Écrivain espagnol (Madrid 1580 - Villanueva de los Infantes, prov. de Ciudad Real, 1645).


« Le premier artiste des lettres hispaniques, créateur d’une littérature à la fois vaste et complexe. » C’est ainsi que le définit Jorge Luis Borges, fin connaisseur en la matière. Certes, nul n’a dépassé Quevedo dans l’invention verbale. Or, sa virtuosité provient d’une ingéniosité toute naturelle, l’« ingenio ». Il n’a que mépris pour les gens de plume, ces « saltimbanques », et leurs exercices de rhétorique, de poétique qui « sentent le travail » et donc la bassesse de leur condition sociale. Aussi bien, sa production littéraire est faite de pièces et de morceaux en marge des genres traditionnels des belles-lettres : épopée, drame, grand lyrisme. Il oublie souvent de signer et il abandonne ses manuscrits aux corruptions grossières d’un public ébloui. On y trouve des traductions, en vers ou en prose, d’auteurs latins (Sénèque), italiens (Malvezzi) et français (François de Sales), des Songes (Los sueños) à l’imitation de Lucien et de Cicéron, des poèmes religieux, galants, moraux, burlesques et métaphysiques, des pamphlets politiques, des réflexions philosophiques sous forme de courts traités, des récits historiques, une fiction romanesque, des farces dites « saynètes » ou « intermèdes », des essais foisonnants dans tous les genres et sur tous les sujets, par exemple la décadence de l’Espagne, comment le roi Louis XIII a souillé la source première — qui est en France — de toute noblesse, la défense de saint Jacques, patron protecteur de l’Espagne, contre l’usurpatrice sainte Thérèse, et la polémique contre Machiavel et contre Bodin. Cette œuvre semble au total incohérente et soustraite à tout système de pensée ou de sentiment qui ferait son unité. Et pourtant, chaque pièce, chaque morceau porte les empreintes, uniques et exclusives, comme digitales, de ce génial touche-à-tout. Peut-on expliquer un ton aussi original par une forte et belle personnalité ? Non. Cet homme était faible et méchant. On le disait même diabolique. Tourmenté par on ne sait quel complexe, il ne connut que des échecs et des frustrations tout au long de sa vie. Lope de Vega*, l’un des rares hommes de lettres qui ne se comptent pas parmi ses ennemis, écrivait à propos de son Chitón de las taravillas (Silence au caquet, ouvrage du licencié Quisaitout, 1630) : « C’est au monde ce qu’on a vu de plus satirique et de plus venimeux. »

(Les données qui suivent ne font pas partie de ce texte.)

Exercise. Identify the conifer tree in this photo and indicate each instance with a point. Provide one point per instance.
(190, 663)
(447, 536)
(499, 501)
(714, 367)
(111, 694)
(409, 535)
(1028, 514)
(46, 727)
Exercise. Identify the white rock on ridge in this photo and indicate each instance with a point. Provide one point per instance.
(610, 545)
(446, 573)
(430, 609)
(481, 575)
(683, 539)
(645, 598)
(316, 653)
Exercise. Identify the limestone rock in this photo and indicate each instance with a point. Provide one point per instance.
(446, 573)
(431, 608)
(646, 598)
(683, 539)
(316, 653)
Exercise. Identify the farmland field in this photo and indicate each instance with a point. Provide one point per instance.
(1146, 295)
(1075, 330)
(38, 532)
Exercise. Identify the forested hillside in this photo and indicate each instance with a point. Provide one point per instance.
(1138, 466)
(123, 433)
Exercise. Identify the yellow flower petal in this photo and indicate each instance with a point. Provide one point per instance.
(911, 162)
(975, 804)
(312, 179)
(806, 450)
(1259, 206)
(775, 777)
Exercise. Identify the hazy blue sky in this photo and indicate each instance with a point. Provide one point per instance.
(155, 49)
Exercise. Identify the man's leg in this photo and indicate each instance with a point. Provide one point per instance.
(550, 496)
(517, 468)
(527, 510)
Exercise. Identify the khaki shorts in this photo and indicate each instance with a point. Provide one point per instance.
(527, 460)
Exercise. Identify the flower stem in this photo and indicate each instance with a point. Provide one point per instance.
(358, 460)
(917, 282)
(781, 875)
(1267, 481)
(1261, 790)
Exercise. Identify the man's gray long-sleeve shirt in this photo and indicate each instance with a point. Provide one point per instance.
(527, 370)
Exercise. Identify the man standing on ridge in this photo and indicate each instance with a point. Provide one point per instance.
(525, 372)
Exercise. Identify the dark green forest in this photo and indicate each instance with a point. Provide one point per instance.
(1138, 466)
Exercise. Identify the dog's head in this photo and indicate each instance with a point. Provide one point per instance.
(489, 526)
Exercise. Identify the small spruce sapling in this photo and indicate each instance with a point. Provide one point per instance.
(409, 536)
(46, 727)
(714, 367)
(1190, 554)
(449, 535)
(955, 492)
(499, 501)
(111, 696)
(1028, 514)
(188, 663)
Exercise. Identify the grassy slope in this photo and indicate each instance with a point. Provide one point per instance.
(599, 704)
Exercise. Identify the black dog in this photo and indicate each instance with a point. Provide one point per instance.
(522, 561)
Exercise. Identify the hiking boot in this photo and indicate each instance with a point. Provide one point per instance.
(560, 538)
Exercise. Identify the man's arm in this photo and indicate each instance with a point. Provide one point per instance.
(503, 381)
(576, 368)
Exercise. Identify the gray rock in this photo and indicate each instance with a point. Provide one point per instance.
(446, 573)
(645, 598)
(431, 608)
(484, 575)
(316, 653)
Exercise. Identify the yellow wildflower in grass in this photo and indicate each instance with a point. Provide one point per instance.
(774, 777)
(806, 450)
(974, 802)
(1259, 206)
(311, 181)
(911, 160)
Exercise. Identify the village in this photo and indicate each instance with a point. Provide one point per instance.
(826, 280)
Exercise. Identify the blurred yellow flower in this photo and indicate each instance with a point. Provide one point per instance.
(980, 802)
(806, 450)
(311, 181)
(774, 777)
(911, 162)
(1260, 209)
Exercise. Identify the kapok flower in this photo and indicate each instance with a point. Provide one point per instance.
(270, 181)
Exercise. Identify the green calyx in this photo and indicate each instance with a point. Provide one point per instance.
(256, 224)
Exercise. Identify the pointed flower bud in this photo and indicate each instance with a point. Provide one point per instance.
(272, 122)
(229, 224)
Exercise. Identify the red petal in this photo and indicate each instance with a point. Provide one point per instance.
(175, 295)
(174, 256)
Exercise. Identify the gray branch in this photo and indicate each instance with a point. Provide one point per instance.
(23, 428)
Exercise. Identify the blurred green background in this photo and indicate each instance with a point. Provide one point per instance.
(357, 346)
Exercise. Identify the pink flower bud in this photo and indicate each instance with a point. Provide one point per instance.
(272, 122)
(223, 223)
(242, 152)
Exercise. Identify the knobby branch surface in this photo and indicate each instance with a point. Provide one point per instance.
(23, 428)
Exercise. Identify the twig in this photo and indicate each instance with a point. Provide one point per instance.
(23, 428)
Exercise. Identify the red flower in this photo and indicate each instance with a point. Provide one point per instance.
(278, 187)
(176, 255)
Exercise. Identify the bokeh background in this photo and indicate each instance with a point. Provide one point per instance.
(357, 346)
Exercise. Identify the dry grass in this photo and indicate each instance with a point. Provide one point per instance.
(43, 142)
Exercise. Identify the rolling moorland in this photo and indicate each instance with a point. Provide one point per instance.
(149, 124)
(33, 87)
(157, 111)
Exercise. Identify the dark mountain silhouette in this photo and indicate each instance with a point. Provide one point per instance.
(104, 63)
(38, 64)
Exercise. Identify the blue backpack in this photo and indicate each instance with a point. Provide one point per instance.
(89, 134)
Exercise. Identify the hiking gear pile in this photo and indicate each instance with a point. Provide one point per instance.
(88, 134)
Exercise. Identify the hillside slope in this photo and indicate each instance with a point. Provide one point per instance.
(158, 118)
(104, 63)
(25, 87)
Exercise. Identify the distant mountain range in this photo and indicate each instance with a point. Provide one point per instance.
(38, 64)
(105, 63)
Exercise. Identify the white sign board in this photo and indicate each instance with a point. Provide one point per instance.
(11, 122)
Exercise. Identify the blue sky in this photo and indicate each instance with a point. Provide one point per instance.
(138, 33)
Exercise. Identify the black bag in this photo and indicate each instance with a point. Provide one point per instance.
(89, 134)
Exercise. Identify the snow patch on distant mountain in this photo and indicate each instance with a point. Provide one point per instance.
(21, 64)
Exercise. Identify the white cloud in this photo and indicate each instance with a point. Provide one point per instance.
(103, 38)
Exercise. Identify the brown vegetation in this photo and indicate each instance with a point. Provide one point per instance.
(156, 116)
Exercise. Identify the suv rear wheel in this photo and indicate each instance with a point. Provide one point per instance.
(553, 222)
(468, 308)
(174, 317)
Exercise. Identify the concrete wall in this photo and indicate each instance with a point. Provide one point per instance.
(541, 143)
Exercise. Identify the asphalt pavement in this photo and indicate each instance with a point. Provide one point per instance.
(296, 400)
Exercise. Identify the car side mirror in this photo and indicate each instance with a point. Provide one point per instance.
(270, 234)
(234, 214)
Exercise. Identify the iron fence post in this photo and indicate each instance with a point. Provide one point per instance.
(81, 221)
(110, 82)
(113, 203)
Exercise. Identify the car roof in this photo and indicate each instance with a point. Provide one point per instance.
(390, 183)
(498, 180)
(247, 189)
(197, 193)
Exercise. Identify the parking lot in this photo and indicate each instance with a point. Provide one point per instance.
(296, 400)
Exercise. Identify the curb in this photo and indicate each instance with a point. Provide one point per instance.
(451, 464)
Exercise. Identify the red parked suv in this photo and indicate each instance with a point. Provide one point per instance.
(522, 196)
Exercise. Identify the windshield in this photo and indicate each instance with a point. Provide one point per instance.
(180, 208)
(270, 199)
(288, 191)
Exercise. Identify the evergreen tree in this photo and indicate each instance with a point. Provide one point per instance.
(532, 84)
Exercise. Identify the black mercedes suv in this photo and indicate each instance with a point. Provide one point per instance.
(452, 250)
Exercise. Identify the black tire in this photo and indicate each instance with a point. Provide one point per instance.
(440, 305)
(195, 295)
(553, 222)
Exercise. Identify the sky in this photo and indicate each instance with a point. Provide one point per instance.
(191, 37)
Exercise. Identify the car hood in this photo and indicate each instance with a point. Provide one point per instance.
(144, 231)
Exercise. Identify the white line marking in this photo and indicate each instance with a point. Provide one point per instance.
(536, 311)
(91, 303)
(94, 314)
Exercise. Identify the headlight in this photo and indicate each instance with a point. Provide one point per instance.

Quevedo est né dans une famille de serviteurs du palais. Les rois recrutaient alors leur personnel domestique dans la petite noblesse (?) des vallées des monts Cantabriques, faite de paysans non « entachés de sang juif » et qui au début du siècle faisaient sculpter sur leurs étables et sur leurs granges des blasons ridicules rien que pour écarter les agents du fisc. Le jeune garçon fit ses premières lettres chez les jésuites du futur Collège impérial à Madrid ; puis il passa à l’université d’Alcalá de Henares (1596-1600), où on lui enseigna entre autres choses la logique et la mathématique ; et il suivit la Cour à Valladolid. Là, il jeta sa gourme, acquérant une grande réputation parmi les freluquets, épris d’aventures galantes ou de farces aux bourgeois, mais non moins sensible aux humanités (1600-1605).